Shortly before the turn of the century, I began publishing to the web what would become a trilogy of long-form, mystery-themed graphic novels. As a webcomic, it was one of the first of its kind.
My work earned a small but loyal following and a cherished entry on the Thrilling Detective website. Two of the novels were published and one was optioned for television for a short time.
For a while I was also published by the first online comics-subscription site ModernTales. That led to me qualifying as a full member of the Mystery Writers of America. Eventually I served as president of the local chapter.
During the Great Recession a lot of things changed. What had started as a hobby had developed into a small business. But my main source of income remained journalism and I found myself needing to pay more attention to updating my skills to remain relevant in today's industry. That meant a lot of self-study. Essentially, I was working a day job, schooling myself at night and trying to keep up with the business of being an author. Something had to give.
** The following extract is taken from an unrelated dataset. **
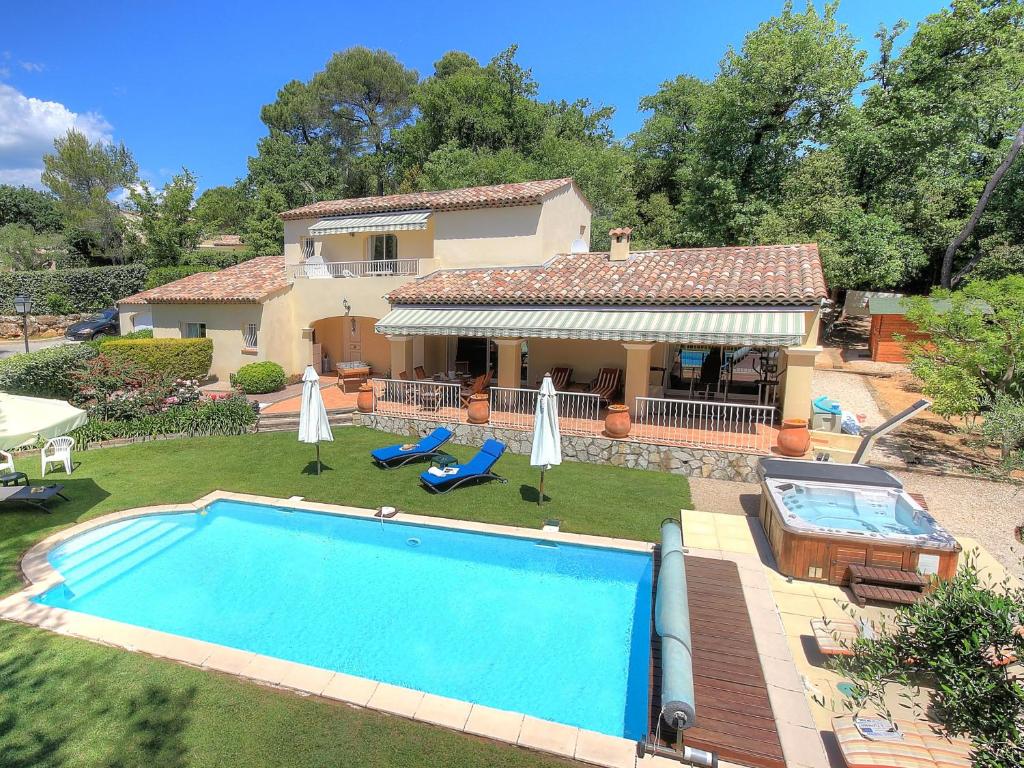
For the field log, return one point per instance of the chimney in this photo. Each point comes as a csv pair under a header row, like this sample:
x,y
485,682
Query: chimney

Someday I hope to return to David Diangelo and his adventures. For now, I've secured all the rights back from my publishers and I’ll be posting the three completed stories here, in pdf form.
Thank you to all who have read and supported my work through the years.
The first David Diangelo story, I had to relearn how to draw a comic. And I had a lot to learn about writing novels.
But this was arguably the first long-form, mystery web-comic and it gained some notice and good reviews. It was published weekly on a hand-coded timbroderick.net. This was so long ago, I had the chance to purchase the URL "oddjobs.com" but passed it up.
SOMETHING TO BUILD UPON
The second Odd Jobs story, I'd settled on a format and posted it three days a week. It was published by a small, local publisher called Twighlight Tales. TT ran a weekly literary open mike at the Red Lion Pub, then a run-down old England-themed bar in Lincoln Park. It was a special place and time, and I'm eternally grateful to them for believing in what I was doing and publishing my first book.
This story also brought me to moderntales.com.
This book is no longer in print, and I have only a few copies left which are not for sale.
CASH & CARRY
For now, the final David Diangelo story.
This was published by a small but nationally-known publishers Echelon Press and for a short time it was optioned for television. I even have a copy of the script!
This book is no longer in print, but I do have signed copies available for sale. Contact me at aabroder [at] gmail.com if you're interested.
Booklist called the story "down-to-earth, gripping," and said I have a "sure command of plot and dialogue."
For a time, Odd Jobs had an entry on wikipedia. Sadly it's been deleted as I've not maintained the comic for many years. However, the entry can still be found on the web. It's not quite accurate in all things, but I still like it:
Odd Jobs is a darkly comedic webcomic written and illustrated by Chicago-based cartoonist Tim Broderick.
Having graduated with a journalism degree from Eastern Illinois University, Broderick was one of the many artists who made a name for himself during the comics' "black and white explosion" during the mid-80s.
It was during this period that he developed a story titled Riot 57, the first comic to feature his David Diangelo character. After the movement died out, however, Broderick set his story aside to become not only a husband but a father as well.
And in the late-'90s, minor tragedy struck, when a flood destroyed the entirety of his artwork, Riot 57 included; he had nothing to show for his years of development.
Down but not out, Tim used the support of his family to develop a series for the web. In May 2000, Lost Child became the first officially-published Odd Jobs volume, quickly gaining a loyal following and critical attention. The next two installments -- Something to Build Upon and Cash & Carry—were met similarly.
Part social commentary, part film noir, the webseries centers around David Diangelo, a young man who accepts odd temp jobs to better his life in what he calls "the new economy." However, as in all crime novels/television shows/movies, the protagonist rediscovers in every volume that even a simple errand does not go according to plan.